Olhar a Vida de Frente, E aceitá-la pelo que é.

Acolher o entardecer, as mãos vazias, a pele pálida, os olhos envoltos numa névoa triste. Acolher os lábios secos, a garganta deserta, a mente a pairar na teia infinita das recordações.

Olhar a solidão de frente, e tomá-la pelo que é - Memória viva do eTERNO. Do que é tão imenso que não cabe no fragmento do tempo em que aparentemente vivo e respiro.

Olhar esta ânsia de viver, de calcular e traçar no mapa da pele o caminho para os Gigantes do Universo sem fim. E neste transe ser canto e pranto. Sentir a inutilidade da mente, das lágrimas, das palavras, dos sonhos. Até não ser.

Olhar a vida de frente, desintegrando-se, depenhando-se, evaporando-se, esquartejando-se, devorando-se a si mesma, engolindo-se sem tréguas. Até não ter.

Respirar em apneia, em convulsão, o corpo em espasmos, até ao silêncio. Dar de frente com o silêncio. E aí, comunicar.

Nesse lugar onde o supérfluo viveu por tanto tempo, há um espaço aberto, uma clareira no meio do nada, uma terra firme, um solo vivo. É um lugar antigo, familiar, tem um cheiro conhecido, arrepia a pele e abre de novo os poros. Remexe as entranhas, faz de novo crescer as unhas, tremer de leve as pontas dos dedos. Gera um formigueiro, um desassossego. No afã de viver abre-se de novo o corpo, de água na boca procuram-se frutas maduras.

A madureza é um cavalo bravo. A sombra de um carvalho. Um livro aberto, uma lamparina acesa no meio da noite. Um uivo, um grito, um gemido. Aqui há lugar para tudo e para nada. A vida toma-se nos braços de si mesma. E fica.

A pressa, a fúria, o medo de sentir, os enganos, as ilusões, as fugas. Todas as fugas, aqui, onde a vida que se olha a si mesma, e fica.

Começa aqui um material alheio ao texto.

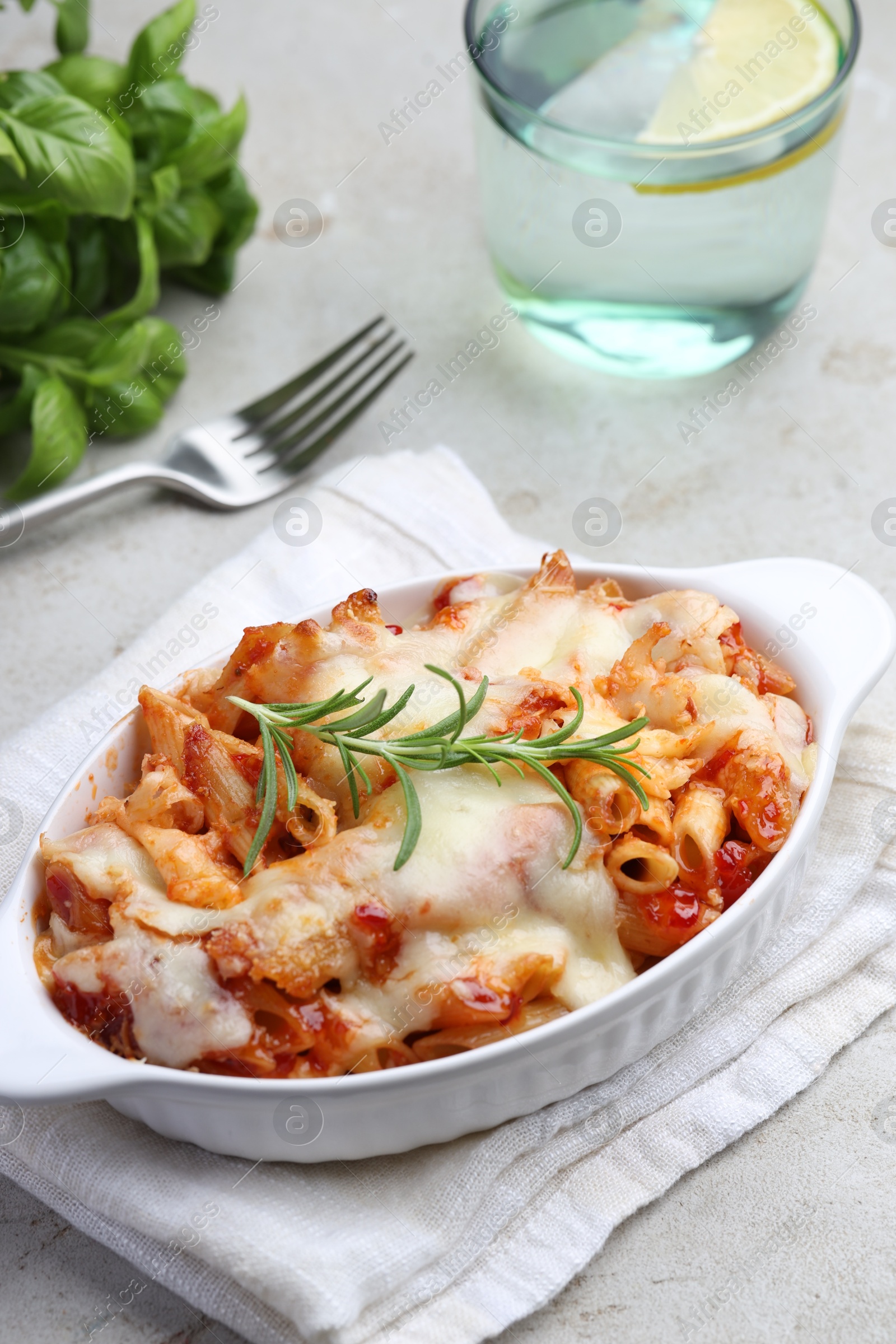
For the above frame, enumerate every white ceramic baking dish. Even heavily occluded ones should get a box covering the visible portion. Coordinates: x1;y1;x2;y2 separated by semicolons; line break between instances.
0;559;896;1163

E se nos falta o que fazer, e se nos faltam as palavras, as dicas, os truques, os conselhos, que importa? E se nos falta arrumar a casa, encher a mesa, pentear o cabelo, lavar os lençois, que importa?

Que importa, quando amanhã a porta se fechar e desapareceres para sempre na bruma dos tempos. O que importa? Quem importa? O que fica depois de pousares os sacos do supermercado no chão da cozinha, de receberes mais um salário, de pagares de novo as contas, de ires almoçar por favor a casa da sogra, de veres a novela, a bola, as noticias do virus, de tomares comprimidos para dormir e para a cordar, de fingires um orgasmo, de conquistares mais um corpo para a tua cama, de o descartares no dia seguinte, de o manteres como forma de sustento do vazio. Que nome tem esse vazio?

O que lês entre as linhas, entre os espaços, no silêncio, no ruído. O que lês quando os labios de movem devagar, acompanhando um qualquer brilho nos olhos, e um gesticular de mãos. Que histórias ainda te conta a VIDA?